The “field” of information forensics has seen some interesting developments in recent weeks. Take the Verification Handbook or Twitter Lie-Detector project, for example. The Social Sensor project is yet another new initiative. In this blog post, I seek to make sense of these new developments and to identify where this new field may be going. In so doing, I highlight key insights from each initiative.
The co-editors of the Verification Handbook remind us that misinformation and rumors are hardly new during disasters. Chapter 1 opens with the following account from 1934:
“After an 8.1 magnitude earthquake struck northern India, it wasn’t long before word circulated that 4,000 buildings had collapsed in one city, causing ‘innumerable deaths.’ Other reports said a college’s main building, and that of the region’s High Court, had also collapsed.”

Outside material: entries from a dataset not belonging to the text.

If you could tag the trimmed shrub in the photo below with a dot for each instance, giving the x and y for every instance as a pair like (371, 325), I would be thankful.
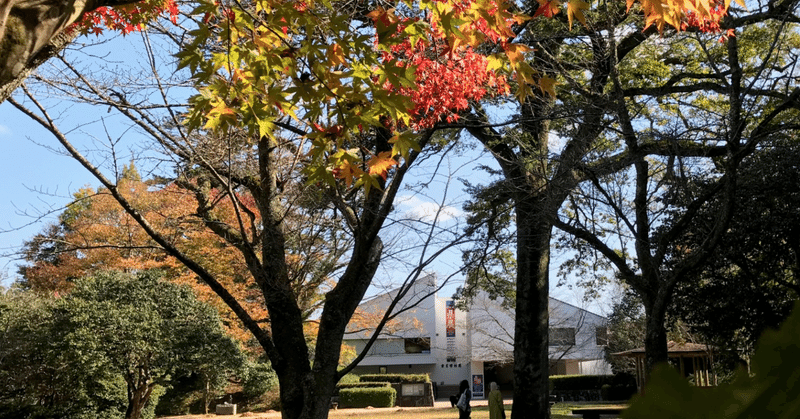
(364, 385)
(579, 382)
(370, 396)
(396, 378)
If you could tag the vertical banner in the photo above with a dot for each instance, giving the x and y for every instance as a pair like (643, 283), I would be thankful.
(450, 328)
(477, 385)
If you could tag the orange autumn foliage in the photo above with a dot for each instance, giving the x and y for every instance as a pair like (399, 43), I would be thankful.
(95, 234)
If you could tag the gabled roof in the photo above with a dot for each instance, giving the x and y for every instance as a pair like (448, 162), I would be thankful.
(674, 349)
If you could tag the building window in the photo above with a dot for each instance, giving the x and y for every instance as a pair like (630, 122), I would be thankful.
(418, 345)
(413, 390)
(601, 336)
(562, 336)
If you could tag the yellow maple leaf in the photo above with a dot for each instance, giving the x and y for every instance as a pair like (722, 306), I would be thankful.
(548, 85)
(336, 55)
(515, 53)
(380, 164)
(575, 10)
(347, 171)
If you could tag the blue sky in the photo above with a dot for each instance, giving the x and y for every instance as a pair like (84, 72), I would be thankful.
(35, 180)
(38, 181)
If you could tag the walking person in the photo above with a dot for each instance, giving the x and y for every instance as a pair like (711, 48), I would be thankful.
(464, 397)
(496, 408)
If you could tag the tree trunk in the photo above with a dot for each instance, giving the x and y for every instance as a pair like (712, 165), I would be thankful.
(137, 399)
(531, 351)
(655, 338)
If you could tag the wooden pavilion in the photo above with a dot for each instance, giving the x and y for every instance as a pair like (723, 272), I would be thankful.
(692, 359)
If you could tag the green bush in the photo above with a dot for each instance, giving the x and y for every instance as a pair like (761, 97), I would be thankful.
(396, 378)
(578, 382)
(371, 396)
(349, 378)
(374, 384)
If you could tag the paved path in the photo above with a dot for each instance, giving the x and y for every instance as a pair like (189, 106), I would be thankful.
(439, 404)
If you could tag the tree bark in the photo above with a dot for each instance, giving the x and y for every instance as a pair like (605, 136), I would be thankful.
(531, 350)
(33, 31)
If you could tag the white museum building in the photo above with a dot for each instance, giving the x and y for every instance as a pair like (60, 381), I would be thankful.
(431, 335)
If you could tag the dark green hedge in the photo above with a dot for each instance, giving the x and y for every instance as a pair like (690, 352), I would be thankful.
(396, 378)
(371, 396)
(364, 385)
(579, 382)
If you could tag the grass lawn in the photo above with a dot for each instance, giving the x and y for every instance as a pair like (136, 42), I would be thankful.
(558, 411)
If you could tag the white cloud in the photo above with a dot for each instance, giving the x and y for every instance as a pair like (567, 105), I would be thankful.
(415, 208)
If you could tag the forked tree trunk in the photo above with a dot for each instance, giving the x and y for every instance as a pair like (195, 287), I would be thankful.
(531, 351)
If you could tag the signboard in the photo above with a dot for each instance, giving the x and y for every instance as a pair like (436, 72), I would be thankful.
(477, 385)
(450, 317)
(450, 329)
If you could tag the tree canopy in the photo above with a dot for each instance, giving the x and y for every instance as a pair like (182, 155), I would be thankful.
(340, 99)
(109, 347)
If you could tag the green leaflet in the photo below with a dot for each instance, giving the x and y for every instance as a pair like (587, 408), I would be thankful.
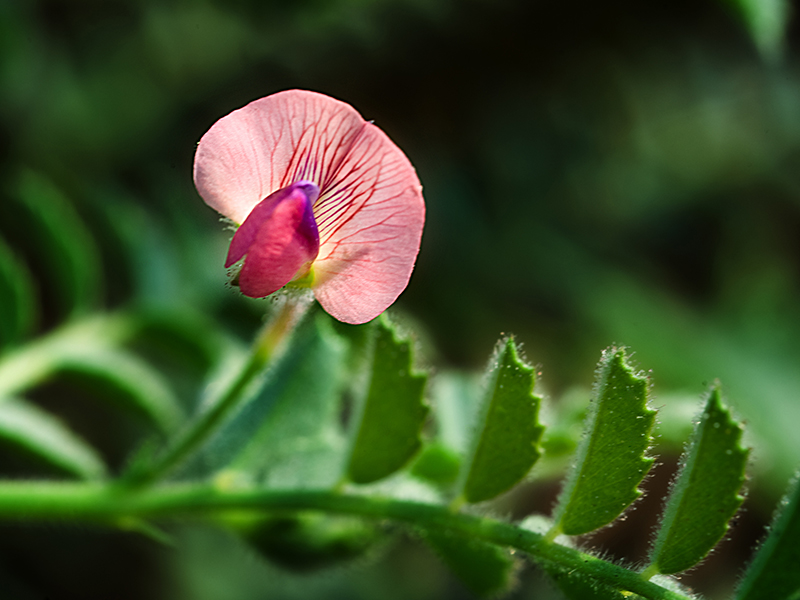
(393, 412)
(17, 298)
(486, 569)
(42, 435)
(507, 437)
(288, 433)
(774, 573)
(57, 240)
(704, 495)
(766, 21)
(611, 460)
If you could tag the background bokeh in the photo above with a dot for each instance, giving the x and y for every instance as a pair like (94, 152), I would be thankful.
(595, 174)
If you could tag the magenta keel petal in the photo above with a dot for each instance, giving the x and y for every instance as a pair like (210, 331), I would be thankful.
(282, 241)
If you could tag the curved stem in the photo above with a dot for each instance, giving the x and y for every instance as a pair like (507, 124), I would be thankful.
(266, 345)
(104, 503)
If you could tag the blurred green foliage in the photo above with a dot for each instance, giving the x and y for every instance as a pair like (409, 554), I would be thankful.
(594, 174)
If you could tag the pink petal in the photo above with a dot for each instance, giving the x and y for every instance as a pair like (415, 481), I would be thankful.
(370, 224)
(284, 246)
(370, 212)
(269, 144)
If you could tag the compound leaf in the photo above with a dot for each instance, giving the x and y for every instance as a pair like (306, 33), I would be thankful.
(611, 459)
(704, 495)
(507, 442)
(773, 574)
(288, 433)
(38, 433)
(486, 569)
(133, 381)
(394, 410)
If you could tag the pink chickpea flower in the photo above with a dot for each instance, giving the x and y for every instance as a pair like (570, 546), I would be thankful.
(324, 199)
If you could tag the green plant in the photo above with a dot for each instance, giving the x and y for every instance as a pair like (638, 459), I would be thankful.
(266, 452)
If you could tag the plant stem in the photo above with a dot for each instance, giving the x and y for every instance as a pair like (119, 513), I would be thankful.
(266, 345)
(108, 503)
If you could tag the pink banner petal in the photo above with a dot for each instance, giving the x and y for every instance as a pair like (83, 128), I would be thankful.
(370, 210)
(370, 223)
(269, 144)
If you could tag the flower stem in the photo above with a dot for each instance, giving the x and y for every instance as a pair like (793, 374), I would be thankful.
(108, 503)
(266, 345)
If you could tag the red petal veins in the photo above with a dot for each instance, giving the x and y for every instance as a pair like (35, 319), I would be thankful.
(370, 211)
(269, 144)
(370, 223)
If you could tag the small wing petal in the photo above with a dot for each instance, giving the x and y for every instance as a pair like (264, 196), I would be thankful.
(370, 223)
(271, 143)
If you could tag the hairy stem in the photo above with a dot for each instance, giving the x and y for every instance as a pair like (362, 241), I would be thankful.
(266, 345)
(107, 503)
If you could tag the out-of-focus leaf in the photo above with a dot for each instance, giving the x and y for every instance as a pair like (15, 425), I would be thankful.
(394, 410)
(705, 494)
(507, 436)
(182, 332)
(134, 382)
(766, 21)
(486, 569)
(774, 572)
(288, 433)
(54, 233)
(611, 459)
(88, 349)
(17, 298)
(42, 435)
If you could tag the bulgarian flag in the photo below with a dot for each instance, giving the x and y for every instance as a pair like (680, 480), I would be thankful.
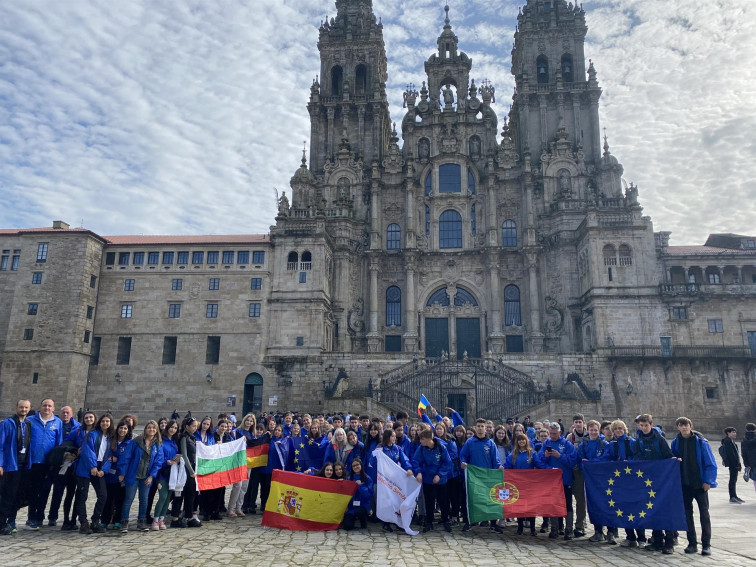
(221, 465)
(302, 502)
(257, 452)
(494, 494)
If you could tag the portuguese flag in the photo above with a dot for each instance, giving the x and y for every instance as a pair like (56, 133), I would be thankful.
(493, 494)
(257, 452)
(302, 502)
(221, 465)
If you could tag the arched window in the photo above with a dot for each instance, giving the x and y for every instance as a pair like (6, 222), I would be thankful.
(450, 230)
(610, 255)
(393, 237)
(625, 255)
(509, 234)
(463, 297)
(292, 261)
(393, 307)
(450, 178)
(567, 68)
(337, 80)
(360, 80)
(542, 69)
(512, 315)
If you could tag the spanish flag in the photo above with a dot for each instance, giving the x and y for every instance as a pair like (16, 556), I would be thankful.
(301, 502)
(422, 404)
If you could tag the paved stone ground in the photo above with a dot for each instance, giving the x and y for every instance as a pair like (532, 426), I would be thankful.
(243, 541)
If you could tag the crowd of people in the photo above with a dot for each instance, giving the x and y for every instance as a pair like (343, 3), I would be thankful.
(58, 458)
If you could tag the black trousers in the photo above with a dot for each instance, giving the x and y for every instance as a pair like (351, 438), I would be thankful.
(702, 499)
(435, 493)
(62, 483)
(82, 493)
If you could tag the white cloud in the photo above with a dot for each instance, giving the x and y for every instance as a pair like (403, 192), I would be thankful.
(181, 117)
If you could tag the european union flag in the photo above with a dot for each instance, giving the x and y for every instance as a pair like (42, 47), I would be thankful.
(636, 494)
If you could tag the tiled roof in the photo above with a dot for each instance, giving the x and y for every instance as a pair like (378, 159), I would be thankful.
(137, 240)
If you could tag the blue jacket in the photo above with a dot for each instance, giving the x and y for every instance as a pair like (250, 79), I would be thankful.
(9, 445)
(132, 456)
(480, 453)
(44, 437)
(523, 461)
(707, 465)
(363, 495)
(432, 462)
(567, 457)
(88, 451)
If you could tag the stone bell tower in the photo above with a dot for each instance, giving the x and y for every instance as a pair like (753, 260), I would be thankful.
(348, 101)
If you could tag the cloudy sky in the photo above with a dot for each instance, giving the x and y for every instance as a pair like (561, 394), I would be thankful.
(182, 116)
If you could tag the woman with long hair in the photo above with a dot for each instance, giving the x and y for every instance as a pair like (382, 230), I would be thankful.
(142, 463)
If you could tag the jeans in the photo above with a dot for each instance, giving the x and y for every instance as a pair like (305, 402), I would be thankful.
(128, 499)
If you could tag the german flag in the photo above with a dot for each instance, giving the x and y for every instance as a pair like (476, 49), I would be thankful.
(301, 502)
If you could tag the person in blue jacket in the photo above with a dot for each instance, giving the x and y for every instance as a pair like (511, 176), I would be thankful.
(90, 468)
(359, 505)
(480, 451)
(15, 440)
(47, 433)
(698, 473)
(558, 453)
(523, 456)
(141, 464)
(433, 467)
(393, 452)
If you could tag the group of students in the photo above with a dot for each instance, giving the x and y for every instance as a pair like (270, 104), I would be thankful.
(45, 452)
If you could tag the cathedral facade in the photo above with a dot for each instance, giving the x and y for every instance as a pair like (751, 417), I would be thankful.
(501, 266)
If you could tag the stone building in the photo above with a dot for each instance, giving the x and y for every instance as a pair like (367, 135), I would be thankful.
(501, 269)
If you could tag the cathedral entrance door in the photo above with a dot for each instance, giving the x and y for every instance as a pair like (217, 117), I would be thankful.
(468, 337)
(436, 336)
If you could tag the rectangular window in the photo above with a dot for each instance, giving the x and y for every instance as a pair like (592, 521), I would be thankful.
(716, 326)
(679, 313)
(169, 350)
(123, 356)
(393, 343)
(212, 352)
(94, 355)
(254, 309)
(42, 252)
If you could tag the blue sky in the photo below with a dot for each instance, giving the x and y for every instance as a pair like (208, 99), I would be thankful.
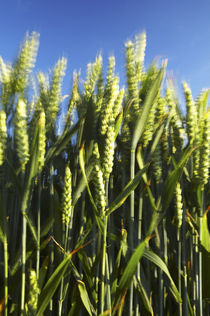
(79, 29)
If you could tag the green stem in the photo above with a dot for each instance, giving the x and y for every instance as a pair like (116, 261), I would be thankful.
(24, 232)
(5, 275)
(200, 263)
(38, 228)
(179, 266)
(139, 239)
(131, 225)
(184, 267)
(103, 265)
(24, 236)
(51, 231)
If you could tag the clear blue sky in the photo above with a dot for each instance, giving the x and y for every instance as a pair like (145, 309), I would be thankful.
(79, 29)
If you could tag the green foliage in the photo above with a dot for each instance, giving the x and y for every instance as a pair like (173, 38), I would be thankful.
(98, 200)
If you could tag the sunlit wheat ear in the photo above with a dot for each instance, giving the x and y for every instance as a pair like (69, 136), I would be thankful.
(3, 136)
(33, 293)
(191, 113)
(75, 97)
(21, 136)
(92, 76)
(107, 108)
(118, 102)
(176, 128)
(25, 61)
(157, 164)
(42, 141)
(132, 80)
(100, 197)
(205, 151)
(55, 90)
(160, 113)
(110, 93)
(67, 197)
(108, 151)
(140, 47)
(6, 83)
(199, 128)
(178, 206)
(149, 128)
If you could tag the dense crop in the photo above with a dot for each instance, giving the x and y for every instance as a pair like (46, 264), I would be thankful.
(109, 216)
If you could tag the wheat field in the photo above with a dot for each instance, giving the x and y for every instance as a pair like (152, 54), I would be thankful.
(107, 214)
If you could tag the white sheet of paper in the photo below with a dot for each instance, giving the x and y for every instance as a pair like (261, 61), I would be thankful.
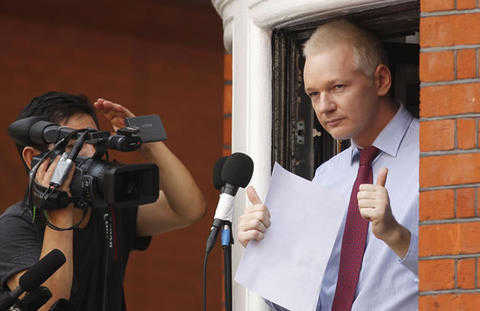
(287, 266)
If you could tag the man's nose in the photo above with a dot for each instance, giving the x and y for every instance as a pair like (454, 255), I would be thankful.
(324, 103)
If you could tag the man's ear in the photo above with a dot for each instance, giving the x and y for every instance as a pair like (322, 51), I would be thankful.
(383, 80)
(28, 153)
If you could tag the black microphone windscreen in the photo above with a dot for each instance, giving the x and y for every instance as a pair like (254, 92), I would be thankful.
(238, 170)
(217, 173)
(20, 130)
(35, 299)
(42, 270)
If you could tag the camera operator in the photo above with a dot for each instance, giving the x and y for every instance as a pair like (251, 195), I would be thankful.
(81, 279)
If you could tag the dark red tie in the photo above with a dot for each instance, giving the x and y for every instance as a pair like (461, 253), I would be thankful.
(354, 237)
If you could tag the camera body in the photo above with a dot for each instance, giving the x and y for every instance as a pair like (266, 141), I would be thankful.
(99, 183)
(96, 182)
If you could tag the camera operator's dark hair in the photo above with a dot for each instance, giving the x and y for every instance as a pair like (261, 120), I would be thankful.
(55, 107)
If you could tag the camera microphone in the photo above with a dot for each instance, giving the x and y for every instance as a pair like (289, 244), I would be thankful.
(35, 131)
(34, 277)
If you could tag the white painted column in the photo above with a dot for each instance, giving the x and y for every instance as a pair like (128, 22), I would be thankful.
(251, 123)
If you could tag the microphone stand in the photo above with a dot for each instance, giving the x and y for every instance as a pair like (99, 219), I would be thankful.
(227, 241)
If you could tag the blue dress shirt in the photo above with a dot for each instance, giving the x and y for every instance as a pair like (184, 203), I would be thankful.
(386, 282)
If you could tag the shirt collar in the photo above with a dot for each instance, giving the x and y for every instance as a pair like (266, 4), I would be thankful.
(391, 136)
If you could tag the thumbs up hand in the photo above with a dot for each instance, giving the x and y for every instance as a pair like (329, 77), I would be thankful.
(255, 219)
(374, 206)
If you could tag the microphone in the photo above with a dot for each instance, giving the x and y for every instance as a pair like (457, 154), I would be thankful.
(61, 305)
(33, 300)
(33, 131)
(34, 277)
(236, 171)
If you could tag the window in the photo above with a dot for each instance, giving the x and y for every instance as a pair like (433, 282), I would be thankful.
(299, 143)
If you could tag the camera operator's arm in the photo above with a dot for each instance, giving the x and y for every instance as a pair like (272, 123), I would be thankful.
(180, 202)
(60, 282)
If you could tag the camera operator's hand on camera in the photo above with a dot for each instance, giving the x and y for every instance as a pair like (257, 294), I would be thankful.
(45, 172)
(113, 112)
(61, 217)
(254, 221)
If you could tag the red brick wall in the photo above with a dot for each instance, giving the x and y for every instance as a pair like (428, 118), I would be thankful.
(449, 246)
(153, 57)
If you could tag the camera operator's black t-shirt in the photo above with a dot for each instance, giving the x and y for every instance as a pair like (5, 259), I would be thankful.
(21, 244)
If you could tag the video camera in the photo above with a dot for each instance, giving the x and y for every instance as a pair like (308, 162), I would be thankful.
(96, 182)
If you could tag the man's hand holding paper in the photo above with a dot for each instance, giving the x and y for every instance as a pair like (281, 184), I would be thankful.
(285, 262)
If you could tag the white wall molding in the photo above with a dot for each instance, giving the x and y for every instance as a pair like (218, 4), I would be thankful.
(226, 9)
(248, 26)
(279, 13)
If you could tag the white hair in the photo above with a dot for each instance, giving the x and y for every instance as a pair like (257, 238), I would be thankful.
(368, 51)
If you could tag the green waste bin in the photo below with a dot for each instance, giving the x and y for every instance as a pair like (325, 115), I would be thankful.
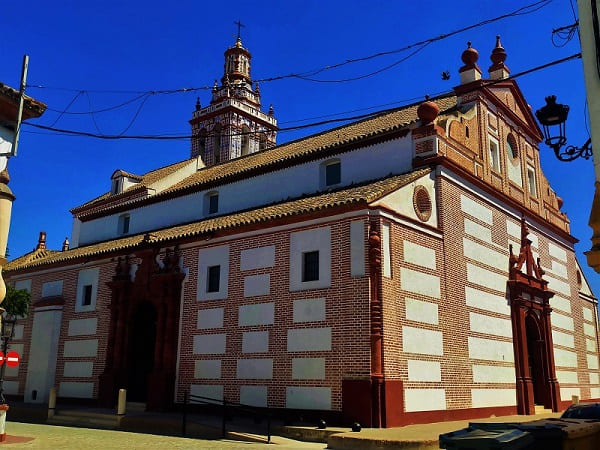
(480, 439)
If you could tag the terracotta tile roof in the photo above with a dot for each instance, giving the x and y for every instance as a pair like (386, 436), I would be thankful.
(382, 123)
(364, 193)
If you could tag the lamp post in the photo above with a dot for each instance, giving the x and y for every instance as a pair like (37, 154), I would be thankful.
(553, 117)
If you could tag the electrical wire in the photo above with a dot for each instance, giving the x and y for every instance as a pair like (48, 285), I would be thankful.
(290, 128)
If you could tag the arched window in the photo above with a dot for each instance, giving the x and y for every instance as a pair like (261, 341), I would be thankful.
(245, 139)
(217, 142)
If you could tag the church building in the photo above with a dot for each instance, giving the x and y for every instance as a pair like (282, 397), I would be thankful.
(417, 268)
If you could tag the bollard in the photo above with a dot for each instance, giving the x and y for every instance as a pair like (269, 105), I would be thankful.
(122, 402)
(52, 403)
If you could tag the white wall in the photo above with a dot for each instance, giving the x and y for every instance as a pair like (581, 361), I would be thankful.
(360, 165)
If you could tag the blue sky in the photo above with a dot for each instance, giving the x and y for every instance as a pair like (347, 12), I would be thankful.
(94, 55)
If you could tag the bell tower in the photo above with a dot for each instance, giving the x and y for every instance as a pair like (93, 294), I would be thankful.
(232, 125)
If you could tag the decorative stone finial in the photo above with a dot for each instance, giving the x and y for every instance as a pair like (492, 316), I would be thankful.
(427, 111)
(41, 241)
(498, 70)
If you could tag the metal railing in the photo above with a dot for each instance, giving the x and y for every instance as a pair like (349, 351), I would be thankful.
(228, 409)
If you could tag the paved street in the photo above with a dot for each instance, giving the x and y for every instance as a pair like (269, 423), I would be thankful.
(26, 435)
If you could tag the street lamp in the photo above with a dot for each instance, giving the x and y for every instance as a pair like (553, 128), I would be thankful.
(553, 117)
(7, 331)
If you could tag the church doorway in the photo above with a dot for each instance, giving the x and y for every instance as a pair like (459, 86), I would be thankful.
(535, 352)
(142, 342)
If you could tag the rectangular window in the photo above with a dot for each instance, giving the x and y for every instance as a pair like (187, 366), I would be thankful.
(213, 279)
(213, 203)
(87, 295)
(333, 174)
(310, 266)
(494, 155)
(531, 183)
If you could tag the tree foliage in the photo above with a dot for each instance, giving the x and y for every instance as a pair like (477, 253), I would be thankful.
(16, 302)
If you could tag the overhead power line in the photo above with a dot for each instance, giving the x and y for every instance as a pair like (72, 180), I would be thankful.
(290, 128)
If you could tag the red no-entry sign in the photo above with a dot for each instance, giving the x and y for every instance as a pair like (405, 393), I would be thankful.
(12, 359)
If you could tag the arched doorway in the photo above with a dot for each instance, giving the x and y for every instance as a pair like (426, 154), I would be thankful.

These turned out to be false rumors. The BBC’s User Generated Content (UGC) Hub would have been able to debunk these rumors. In their opinion, “The business of verifying and debunking content from the public relies far more on journalistic hunches than snazzy technology.” So they would have been right at home in the technology landscape of 1934. To be sure, they contend that “one does not need to be an IT expert or have special equipment to ask and answer the fundamental questions used to judge whether a scene is staged or not.” In any event, the BBC does not “verify something unless [they] speak to the person that created it, in most cases.” What about the other cases? How many of those cases are there? And how did they ultimately decide on whether the information was true or false even though they did not speak to the person that created it?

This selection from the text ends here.